Your First Evaluation in 30 Seconds

# pip install stickler-eval
from typing import List
from stickler import StructuredModel, ComparableField
from stickler.comparators import ExactComparator, NumericComparator, LevenshteinComparator

# Define your models
class LineItem(StructuredModel):
    product: str = ComparableField(comparator=LevenshteinComparator(), weight=1.0)
    quantity: int = ComparableField(weight=0.8)
    price: float = ComparableField(comparator=NumericComparator(tolerance=0.01), weight=1.2)

class Invoice(StructuredModel):
    shipment_id: str = ComparableField(comparator=ExactComparator(), weight=3.0)  # Critical
    amount: float = ComparableField(comparator=NumericComparator(tolerance=0.01), weight=2.0)
    line_items: List[LineItem] = ComparableField(weight=2.0)  # Hungarian matching!

# JSON from your systems (agent output, ground truth, etc.)
ground_truth_json = {
    "shipment_id": "SHP-2024-001",
    "amount": 1247.50,
    "line_items": [
        {"product": "Wireless Mouse", "quantity": 2, "price": 29.99},
        {"product": "USB Cable", "quantity": 5, "price": 12.99}
    ]
}

prediction_json = {
    "shipment_id": "SHP-2024-001",  # Perfect match
    "amount": 1247.48,  # Within tolerance
    "line_items": [
        {"product": "USB Cord", "quantity": 5, "price": 12.99},  # Name variation
        {"product": "Wireless Mouse", "quantity": 2, "price": 29.99}  # Reordered
    ]
}

# Construct from JSON and compare
ground_truth = Invoice(**ground_truth_json)
prediction = Invoice(**prediction_json)
result = ground_truth.compare_with(prediction)
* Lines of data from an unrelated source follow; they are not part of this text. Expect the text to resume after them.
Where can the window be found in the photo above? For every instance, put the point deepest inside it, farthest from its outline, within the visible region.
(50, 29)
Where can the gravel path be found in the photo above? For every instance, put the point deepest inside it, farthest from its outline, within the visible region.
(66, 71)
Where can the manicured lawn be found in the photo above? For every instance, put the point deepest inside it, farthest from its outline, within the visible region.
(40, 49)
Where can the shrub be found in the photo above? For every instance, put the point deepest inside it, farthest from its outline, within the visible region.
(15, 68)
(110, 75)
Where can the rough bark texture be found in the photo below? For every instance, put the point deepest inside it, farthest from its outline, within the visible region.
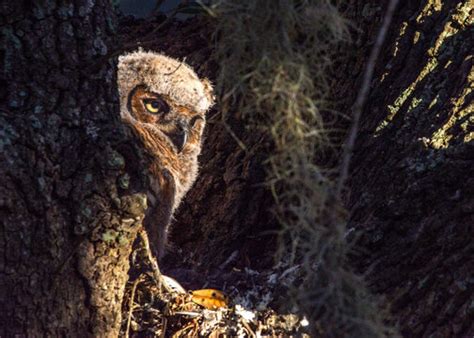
(413, 171)
(67, 214)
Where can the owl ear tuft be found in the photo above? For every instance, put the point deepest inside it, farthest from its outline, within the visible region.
(209, 91)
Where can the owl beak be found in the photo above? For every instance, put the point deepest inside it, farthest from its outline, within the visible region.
(179, 137)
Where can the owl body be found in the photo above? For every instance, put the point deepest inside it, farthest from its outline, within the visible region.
(164, 102)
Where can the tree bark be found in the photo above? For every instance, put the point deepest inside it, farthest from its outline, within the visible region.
(412, 183)
(70, 201)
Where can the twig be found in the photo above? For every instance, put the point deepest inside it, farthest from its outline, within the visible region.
(362, 96)
(130, 305)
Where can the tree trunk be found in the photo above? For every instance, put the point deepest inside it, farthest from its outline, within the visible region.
(412, 182)
(69, 201)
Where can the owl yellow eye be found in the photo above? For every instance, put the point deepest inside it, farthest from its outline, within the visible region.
(156, 106)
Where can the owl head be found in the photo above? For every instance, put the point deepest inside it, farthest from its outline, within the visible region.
(165, 96)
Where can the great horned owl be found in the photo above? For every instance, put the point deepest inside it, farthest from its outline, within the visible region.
(165, 103)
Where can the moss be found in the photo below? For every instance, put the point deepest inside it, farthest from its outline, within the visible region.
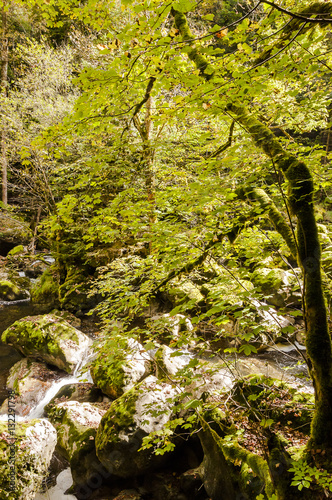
(10, 291)
(118, 417)
(46, 288)
(30, 470)
(16, 250)
(39, 336)
(276, 217)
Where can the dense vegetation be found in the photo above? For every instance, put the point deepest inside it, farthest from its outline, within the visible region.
(175, 157)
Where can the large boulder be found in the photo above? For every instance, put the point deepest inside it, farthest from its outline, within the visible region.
(120, 364)
(281, 288)
(25, 455)
(49, 338)
(145, 408)
(82, 392)
(31, 381)
(9, 291)
(76, 424)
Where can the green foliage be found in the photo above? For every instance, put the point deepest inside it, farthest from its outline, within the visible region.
(306, 475)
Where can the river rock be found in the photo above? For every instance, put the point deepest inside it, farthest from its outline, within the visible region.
(9, 291)
(122, 428)
(13, 231)
(57, 492)
(76, 424)
(35, 443)
(30, 380)
(281, 288)
(81, 392)
(202, 376)
(49, 338)
(120, 364)
(169, 327)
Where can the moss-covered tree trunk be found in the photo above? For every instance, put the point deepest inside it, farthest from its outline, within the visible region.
(301, 202)
(3, 91)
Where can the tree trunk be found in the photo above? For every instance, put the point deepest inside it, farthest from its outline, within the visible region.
(301, 203)
(3, 87)
(318, 339)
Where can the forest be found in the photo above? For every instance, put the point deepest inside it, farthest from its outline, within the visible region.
(166, 249)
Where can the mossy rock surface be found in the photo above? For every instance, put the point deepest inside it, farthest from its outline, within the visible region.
(10, 291)
(80, 392)
(280, 287)
(276, 400)
(33, 449)
(49, 338)
(127, 422)
(76, 424)
(46, 289)
(120, 364)
(14, 230)
(30, 380)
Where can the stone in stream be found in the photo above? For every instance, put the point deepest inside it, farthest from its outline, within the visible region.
(57, 492)
(119, 365)
(26, 460)
(13, 231)
(49, 338)
(76, 424)
(81, 392)
(30, 380)
(128, 421)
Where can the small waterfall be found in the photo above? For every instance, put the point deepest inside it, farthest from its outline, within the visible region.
(38, 411)
(77, 377)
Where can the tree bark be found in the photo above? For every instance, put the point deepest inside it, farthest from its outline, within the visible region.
(3, 90)
(301, 203)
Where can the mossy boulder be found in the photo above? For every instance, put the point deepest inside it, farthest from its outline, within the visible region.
(19, 249)
(49, 338)
(145, 408)
(31, 454)
(45, 290)
(30, 381)
(277, 400)
(82, 392)
(13, 230)
(74, 292)
(281, 288)
(9, 291)
(120, 364)
(167, 328)
(76, 424)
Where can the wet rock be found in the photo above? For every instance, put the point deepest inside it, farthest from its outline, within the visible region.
(202, 376)
(13, 232)
(30, 380)
(10, 292)
(49, 338)
(81, 392)
(128, 495)
(168, 327)
(76, 424)
(281, 288)
(34, 446)
(57, 492)
(128, 420)
(120, 364)
(45, 290)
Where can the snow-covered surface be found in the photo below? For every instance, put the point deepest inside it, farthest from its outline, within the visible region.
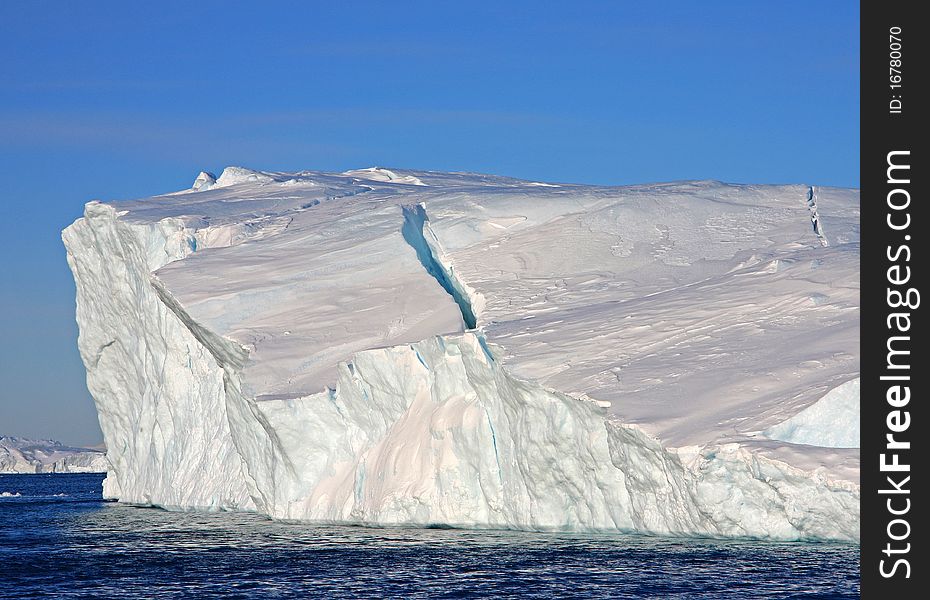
(832, 421)
(296, 344)
(21, 455)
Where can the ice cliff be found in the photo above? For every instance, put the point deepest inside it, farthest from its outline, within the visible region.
(384, 346)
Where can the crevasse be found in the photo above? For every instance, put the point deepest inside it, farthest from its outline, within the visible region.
(435, 432)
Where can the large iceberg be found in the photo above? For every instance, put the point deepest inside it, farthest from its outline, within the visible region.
(405, 347)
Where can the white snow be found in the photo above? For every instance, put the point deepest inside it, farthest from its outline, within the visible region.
(296, 344)
(22, 455)
(832, 421)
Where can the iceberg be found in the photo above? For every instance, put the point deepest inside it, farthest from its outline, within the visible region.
(422, 348)
(22, 455)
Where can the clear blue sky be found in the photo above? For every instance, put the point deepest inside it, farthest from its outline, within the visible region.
(103, 100)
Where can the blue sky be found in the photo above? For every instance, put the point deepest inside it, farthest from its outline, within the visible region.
(102, 100)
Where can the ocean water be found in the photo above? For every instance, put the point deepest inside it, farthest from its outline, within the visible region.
(59, 539)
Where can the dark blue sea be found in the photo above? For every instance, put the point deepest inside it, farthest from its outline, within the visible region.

print(f"Overall Score: {result['overall_score']:.3f}")  # 0.693
print(f"Shipment ID: {result['field_scores']['shipment_id']:.3f}")  # 1.000 - exact match
print(f"Line Items: {result['field_scores']['line_items']:.3f}")  # 0.926 - Hungarian optimal matching
Sample Output

Console output:

Overall Score: 0.693
Shipment ID: 1.000
Line Items: 0.926

Full result dictionary:

{
  "field_scores": {
    "shipment_id": 1.0,
    "amount": 0.0,
    "line_items": 0.926
  },
  "overall_score": 0.693,
  "all_fields_matched": false
}

The amount field scores 0.0 because the default clip_under_threshold behavior zeros out the score — the difference between 1247.50 and 1247.48 exceeds the NumericComparator's default absolute tolerance of 0.01, and the resulting score falls below the default threshold.

What You Just Did

  • Defined models with ComparableField: Each field declares its own comparator and weight, turning a plain data class into an evaluation-aware structure.
  • Chose specialized comparators: ExactComparator for the shipment ID that must match perfectly, NumericComparator with a tolerance for currency amounts, and LevenshteinComparator for product names that may have minor variations.
  • Applied business-weighted scoring: The shipment ID carries a weight of 3.0 because a wrong ID routes packages to the wrong warehouse. Lower-priority fields have smaller weights. The overall score is a weighted average that reflects operational impact.
  • Used Hungarian matching for lists: The line_items field contains a list of LineItem objects. Stickler uses the Hungarian algorithm to find the optimal one-to-one pairing between ground truth and prediction items, regardless of order.
  • Compared and got results: compare_with returns a dictionary with an overall_score and per-field field_scores, so you can see exactly where the differences are and how much they matter.

Evaluate a Test Set

In production, you'll compare many document pairs at once. BulkStructuredModelEvaluator handles this with streaming aggregation and progress reporting:

from stickler.structured_object_evaluator.bulk_structured_model_evaluator import BulkStructuredModelEvaluator

evaluator = BulkStructuredModelEvaluator(target_schema=Invoice, verbose=True)

for gt_json, pred_json, doc_id in your_test_set:
    gt = Invoice(**gt_json)
    pred = Invoice(**pred_json)
    evaluator.update(gt, pred, doc_id)

result = evaluator.compute()
print(f"Aggregate F1: {result.overall_metrics['f1']:.3f}")

See Bulk Evaluation for the full guide.